Cardiac Drugs/Diuretics

Digoxin (Lanoxin) – positive inotrope (increases force of contraction); negative chronotrope (decreases heart rate). How do you assess for this? (Always take AP for a full minute!)

Client with long hx of daily digoxin and furosemide (Lasix) use; creates a high risk for dig toxicity (Lasix can cause hypokalemia, which can lead to dig toxicity)

Digoxin taken with dronedarone (Multaq), which is another antidysrhythmics, can significantly increase blood levels of digoxin and further increase the effects.

Digoxin toxicity – know normal digoxin level (0.5 – 2 ng/mL); serum potassium (K+) level (3.5 to 5.0 mEq/L); low potassium or magnesium levels may increase risk for digoxin toxicity; S/S of dig toxicity

include anorexia, bradycardia, headache, dizziness, confusion, nausea, and visual disturbances (blurred vision, yellow vision, and/or halo vision); hold digoxin if AP less than 60.

Calcium channel blockers (-dipine; amlodipine [Norvasc], nifedipine [Procardia]) – produce vasodilation and reflex tachycardia (↓BP and ↑HR). Verapamil and diltiazem produce vasodilation and cardiosuppression (↓BP and ↓HR).

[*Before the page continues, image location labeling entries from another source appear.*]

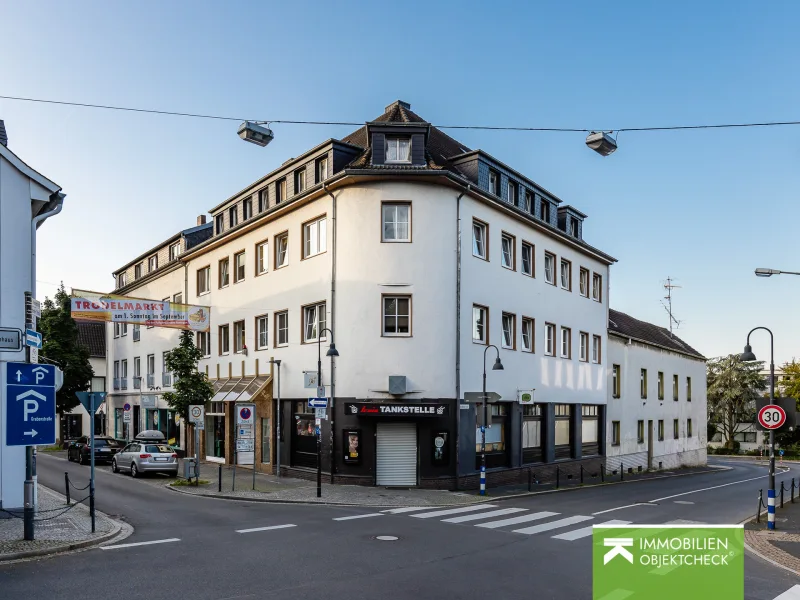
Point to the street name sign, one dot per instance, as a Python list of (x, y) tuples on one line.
[(30, 404)]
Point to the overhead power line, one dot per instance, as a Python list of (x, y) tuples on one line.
[(358, 124)]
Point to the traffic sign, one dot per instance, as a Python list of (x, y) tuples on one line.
[(30, 404), (33, 338), (771, 416)]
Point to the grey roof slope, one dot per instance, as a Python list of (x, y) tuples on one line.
[(626, 326)]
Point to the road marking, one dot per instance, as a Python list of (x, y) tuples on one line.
[(515, 520), (553, 525), (264, 528), (491, 513), (454, 511), (118, 546), (577, 534)]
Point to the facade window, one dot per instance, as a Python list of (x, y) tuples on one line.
[(314, 322), (262, 257), (527, 334), (262, 332), (204, 342), (549, 339), (203, 280), (322, 169), (224, 339), (397, 316), (299, 181), (238, 267), (597, 287), (398, 149), (566, 342), (479, 245), (282, 328), (239, 341), (280, 190), (224, 272), (549, 268), (584, 282), (566, 275), (282, 250), (509, 331), (480, 318), (508, 245), (396, 222), (315, 238), (527, 259), (584, 355)]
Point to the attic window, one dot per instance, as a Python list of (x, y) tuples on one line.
[(398, 149)]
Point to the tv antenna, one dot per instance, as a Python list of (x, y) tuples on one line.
[(669, 286)]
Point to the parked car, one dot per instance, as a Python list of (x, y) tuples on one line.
[(143, 457), (104, 449)]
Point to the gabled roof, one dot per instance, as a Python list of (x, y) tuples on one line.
[(625, 326)]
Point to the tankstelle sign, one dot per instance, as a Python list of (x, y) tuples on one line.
[(93, 306)]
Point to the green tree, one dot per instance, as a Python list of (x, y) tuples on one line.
[(61, 347), (733, 386), (191, 386)]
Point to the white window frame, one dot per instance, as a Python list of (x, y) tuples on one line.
[(393, 217)]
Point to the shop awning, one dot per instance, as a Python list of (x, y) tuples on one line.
[(238, 389)]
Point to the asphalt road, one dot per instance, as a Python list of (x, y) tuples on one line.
[(304, 552)]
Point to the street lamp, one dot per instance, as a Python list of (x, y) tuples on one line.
[(332, 352), (497, 366), (748, 355), (762, 272)]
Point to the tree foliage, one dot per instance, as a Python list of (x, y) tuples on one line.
[(191, 386), (61, 347), (733, 386)]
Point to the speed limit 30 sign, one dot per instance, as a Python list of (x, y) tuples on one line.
[(771, 416)]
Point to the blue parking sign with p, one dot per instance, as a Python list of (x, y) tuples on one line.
[(30, 404)]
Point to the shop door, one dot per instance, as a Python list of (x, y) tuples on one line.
[(397, 455)]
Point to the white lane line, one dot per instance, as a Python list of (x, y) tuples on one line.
[(264, 528), (553, 525), (454, 511), (397, 511), (515, 520), (491, 513), (583, 532), (118, 546), (792, 593), (358, 516)]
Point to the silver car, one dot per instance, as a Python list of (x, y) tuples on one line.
[(146, 457)]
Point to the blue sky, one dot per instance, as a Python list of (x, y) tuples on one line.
[(703, 207)]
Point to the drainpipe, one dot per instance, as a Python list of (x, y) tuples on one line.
[(333, 326), (458, 332)]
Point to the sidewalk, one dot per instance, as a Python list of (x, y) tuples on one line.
[(57, 528)]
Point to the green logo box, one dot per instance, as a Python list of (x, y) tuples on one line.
[(667, 562)]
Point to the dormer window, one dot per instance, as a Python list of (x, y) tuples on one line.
[(398, 149)]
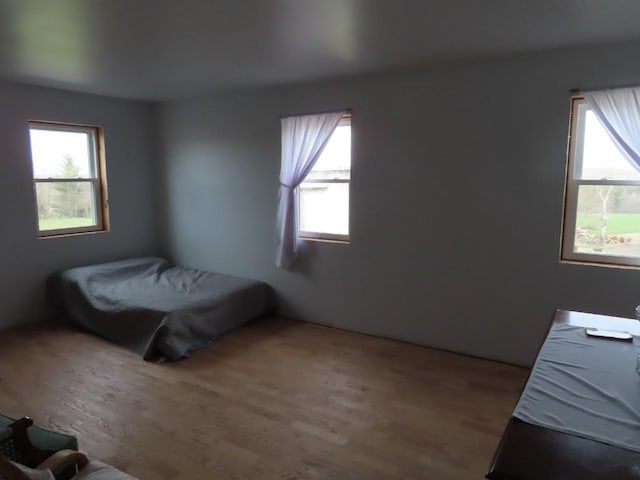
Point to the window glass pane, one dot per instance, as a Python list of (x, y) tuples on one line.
[(65, 205), (62, 154), (601, 158), (335, 160), (608, 221), (324, 207)]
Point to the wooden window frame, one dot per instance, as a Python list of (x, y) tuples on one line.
[(323, 236), (98, 180), (579, 108)]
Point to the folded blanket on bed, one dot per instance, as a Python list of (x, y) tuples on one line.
[(154, 308)]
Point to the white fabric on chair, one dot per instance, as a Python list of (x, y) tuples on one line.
[(303, 139)]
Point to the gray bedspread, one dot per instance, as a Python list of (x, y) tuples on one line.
[(154, 308)]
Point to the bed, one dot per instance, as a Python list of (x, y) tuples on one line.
[(155, 308)]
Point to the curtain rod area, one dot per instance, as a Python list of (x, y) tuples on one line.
[(346, 111), (576, 91)]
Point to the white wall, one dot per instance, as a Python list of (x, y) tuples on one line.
[(457, 198), (27, 260)]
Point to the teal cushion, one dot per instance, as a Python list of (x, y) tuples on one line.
[(46, 439)]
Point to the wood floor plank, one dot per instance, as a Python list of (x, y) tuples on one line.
[(277, 399)]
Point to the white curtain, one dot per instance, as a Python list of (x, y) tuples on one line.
[(619, 112), (303, 139)]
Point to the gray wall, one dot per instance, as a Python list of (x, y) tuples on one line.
[(27, 260), (457, 197)]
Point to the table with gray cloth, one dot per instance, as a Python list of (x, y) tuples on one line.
[(155, 308), (585, 386)]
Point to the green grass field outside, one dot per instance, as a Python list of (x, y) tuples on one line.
[(56, 223), (617, 223)]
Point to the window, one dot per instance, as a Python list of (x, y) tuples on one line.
[(69, 178), (602, 204), (323, 197)]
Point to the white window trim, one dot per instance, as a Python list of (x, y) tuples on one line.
[(572, 186), (323, 236), (99, 179)]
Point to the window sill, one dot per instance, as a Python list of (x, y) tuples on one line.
[(325, 240)]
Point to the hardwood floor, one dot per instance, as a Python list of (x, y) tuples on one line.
[(275, 400)]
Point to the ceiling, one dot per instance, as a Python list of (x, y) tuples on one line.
[(163, 49)]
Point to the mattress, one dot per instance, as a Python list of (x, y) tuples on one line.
[(155, 308)]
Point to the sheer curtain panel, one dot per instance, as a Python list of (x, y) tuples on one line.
[(619, 112), (303, 139)]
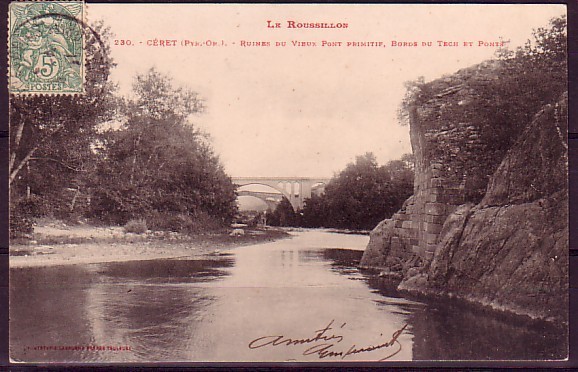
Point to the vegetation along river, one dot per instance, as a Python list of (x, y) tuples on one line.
[(298, 299)]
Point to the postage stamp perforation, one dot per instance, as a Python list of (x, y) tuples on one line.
[(46, 41)]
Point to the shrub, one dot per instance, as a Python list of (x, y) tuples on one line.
[(136, 226)]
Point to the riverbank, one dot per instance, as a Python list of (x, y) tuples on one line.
[(55, 244)]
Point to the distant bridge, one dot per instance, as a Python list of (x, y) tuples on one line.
[(295, 189)]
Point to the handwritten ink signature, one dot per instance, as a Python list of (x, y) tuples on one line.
[(324, 343)]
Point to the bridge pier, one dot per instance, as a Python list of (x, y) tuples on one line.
[(297, 199)]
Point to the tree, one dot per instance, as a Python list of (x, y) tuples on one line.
[(159, 165), (284, 215), (51, 136), (361, 195)]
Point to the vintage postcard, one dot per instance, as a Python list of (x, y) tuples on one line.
[(287, 183)]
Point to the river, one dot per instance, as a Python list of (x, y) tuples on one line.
[(298, 299)]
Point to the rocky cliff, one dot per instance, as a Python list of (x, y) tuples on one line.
[(488, 221)]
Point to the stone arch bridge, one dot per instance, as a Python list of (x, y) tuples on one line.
[(295, 189)]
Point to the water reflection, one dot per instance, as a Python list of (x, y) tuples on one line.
[(148, 305), (451, 330), (210, 310)]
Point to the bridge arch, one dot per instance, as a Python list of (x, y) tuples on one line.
[(271, 199), (295, 189)]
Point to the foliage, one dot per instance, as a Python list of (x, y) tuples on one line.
[(50, 138), (498, 98), (284, 215), (159, 164), (361, 195), (136, 226)]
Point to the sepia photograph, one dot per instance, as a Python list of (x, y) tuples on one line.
[(287, 182)]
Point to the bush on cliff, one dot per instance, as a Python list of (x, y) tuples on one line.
[(361, 195), (497, 98)]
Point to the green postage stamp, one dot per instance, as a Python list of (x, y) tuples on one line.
[(46, 44)]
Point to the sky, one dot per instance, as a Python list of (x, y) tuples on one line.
[(307, 111)]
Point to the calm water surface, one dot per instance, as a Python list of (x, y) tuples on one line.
[(211, 310)]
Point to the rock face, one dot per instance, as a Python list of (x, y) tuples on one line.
[(488, 221)]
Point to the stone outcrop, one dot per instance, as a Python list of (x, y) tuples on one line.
[(488, 221)]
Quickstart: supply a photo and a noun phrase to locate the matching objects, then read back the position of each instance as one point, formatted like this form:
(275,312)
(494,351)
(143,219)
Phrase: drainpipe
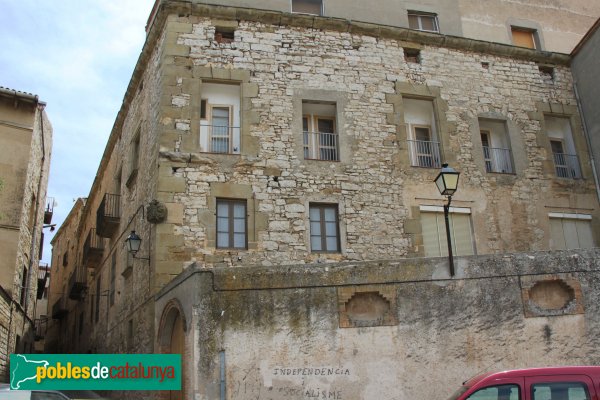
(34,234)
(222,362)
(587,138)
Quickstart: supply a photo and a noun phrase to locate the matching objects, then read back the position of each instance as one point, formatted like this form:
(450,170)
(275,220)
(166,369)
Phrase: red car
(552,383)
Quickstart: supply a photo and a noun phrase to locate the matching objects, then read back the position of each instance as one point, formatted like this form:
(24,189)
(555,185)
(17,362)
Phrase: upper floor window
(423,21)
(495,144)
(433,227)
(570,231)
(524,37)
(566,162)
(314,7)
(324,228)
(231,224)
(321,141)
(423,143)
(220,118)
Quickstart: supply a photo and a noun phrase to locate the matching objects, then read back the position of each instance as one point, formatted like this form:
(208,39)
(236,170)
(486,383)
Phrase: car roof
(517,373)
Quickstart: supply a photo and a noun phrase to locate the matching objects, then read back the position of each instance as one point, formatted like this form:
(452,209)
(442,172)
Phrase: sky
(78,57)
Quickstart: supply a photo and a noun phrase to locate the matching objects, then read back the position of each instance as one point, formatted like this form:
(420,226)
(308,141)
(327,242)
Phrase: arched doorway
(172,341)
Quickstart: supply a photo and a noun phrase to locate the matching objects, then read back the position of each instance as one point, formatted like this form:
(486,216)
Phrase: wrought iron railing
(498,160)
(108,215)
(321,146)
(221,138)
(567,166)
(93,248)
(424,154)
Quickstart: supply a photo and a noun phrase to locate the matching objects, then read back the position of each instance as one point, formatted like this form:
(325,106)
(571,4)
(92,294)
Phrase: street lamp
(134,242)
(447,183)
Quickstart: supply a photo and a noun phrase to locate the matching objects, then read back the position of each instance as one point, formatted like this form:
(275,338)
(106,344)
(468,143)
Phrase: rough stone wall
(377,191)
(282,334)
(25,125)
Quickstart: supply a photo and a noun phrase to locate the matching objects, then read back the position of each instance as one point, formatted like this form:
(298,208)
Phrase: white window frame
(420,15)
(443,242)
(321,12)
(229,108)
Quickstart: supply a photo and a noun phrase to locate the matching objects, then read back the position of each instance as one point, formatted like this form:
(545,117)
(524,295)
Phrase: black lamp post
(134,242)
(447,183)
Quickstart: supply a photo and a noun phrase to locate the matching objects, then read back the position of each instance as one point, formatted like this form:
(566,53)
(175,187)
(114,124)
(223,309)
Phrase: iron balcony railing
(41,325)
(43,275)
(498,160)
(424,154)
(49,210)
(108,215)
(567,166)
(77,284)
(59,309)
(221,138)
(321,146)
(93,249)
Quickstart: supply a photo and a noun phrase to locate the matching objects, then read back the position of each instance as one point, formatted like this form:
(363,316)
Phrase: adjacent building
(25,147)
(277,165)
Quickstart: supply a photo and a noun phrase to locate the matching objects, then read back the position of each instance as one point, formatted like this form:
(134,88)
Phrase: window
(220,118)
(231,224)
(560,391)
(324,228)
(423,21)
(500,392)
(23,292)
(524,37)
(423,146)
(314,7)
(113,275)
(566,162)
(319,130)
(570,231)
(224,35)
(98,294)
(412,55)
(495,146)
(433,227)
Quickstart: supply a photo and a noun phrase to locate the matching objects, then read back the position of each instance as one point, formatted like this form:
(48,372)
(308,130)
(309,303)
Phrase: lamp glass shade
(133,242)
(447,181)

Beta blockers (atenolol, propranolol, esmolol, etc.) – remember beta1 and beta2 receptors (if not cardioselective, will also block beta2 receptors on the lungs) so be aware of any respiratory conditions such as asthma, emphysema, COPD, etc. Always check AP and BP before giving beta blocker. Do not give if HR

below 60. Never stop abruptly! Must taper. May cause angina or even an MI.

Labetalol (beta blocker) for HTN: Notify prescriber for low pulse rate and do not give med; SE is weight gain (fluid retention) – pulmonary assessment (which is…). Remember monitoring weight is one of the best indicators of fluid gain or loss – 1 kg (2.2 lb) = 1,000 mL fluid gain or loss in 24 hrs.

Pt. in CCU/ICU on nitro drip; becomes hypotensive, titrate (decrease rate of) nitro drip (is it OK to give nitroglycerin to a patient who is hypertensive? YES!!!)

Furosemide (Lasix) – loop diuretic; rapid acting; used for rapid diuresis in emergencies (pulmonary edema); may produce hypokalemia (assess for muscle cramps, muscle weakness). Hypotension, F/E abnormalities, dehydration. SE: dizziness, HA, tinnitus, N/V/D, ↓ K+, hyperglycemia, ototoxicity with aminoglycosides

(-mycin drugs).

May need potassium supplement. Foods containing potassium: dried fruits, fish, leafy veggies, squash, beans, meats, nuts, bananas, potatoes, dairy products.

IV potassium (KCl) – assess overall condition of the veins. Use large vein, like antecubital (AC) vein when administering potassium. Venous access is important because IV potassium can irritate the vein. Have patient notify nurse immediately if burning at site. IV K+ extravasation can cause necrosis of tissues.

Don’t give IV push. ALWAYS DILUTED. Infuse at a rate no greater than 10 mEq/hr for peripheral IV and 20 mEq/hr for central line. Always use infusion pump. Assess IV site every hour.

Antihypertensives and low potassium (K+); hypokalemia. Antihypertensive effects are more pronounced in the elderly. Which antihypertensives will raise potassium?

Sodium polystyrene sulfonate (Kayexalate) – administered via NG tube or as enema to reduce serum potassium levels when potassium levels are at life-threatening values. To correct severe hyperkalemia, IV administration of dextrose and insulin, sodium bicarbonate, and calcium gluconate or chloride is often

required, followed by orally or rectally administered Kayexalate or even hemodialysis to eliminate the extra potassium from the body. Therapeutic range of K+ 3.5-5.0 mEq/L.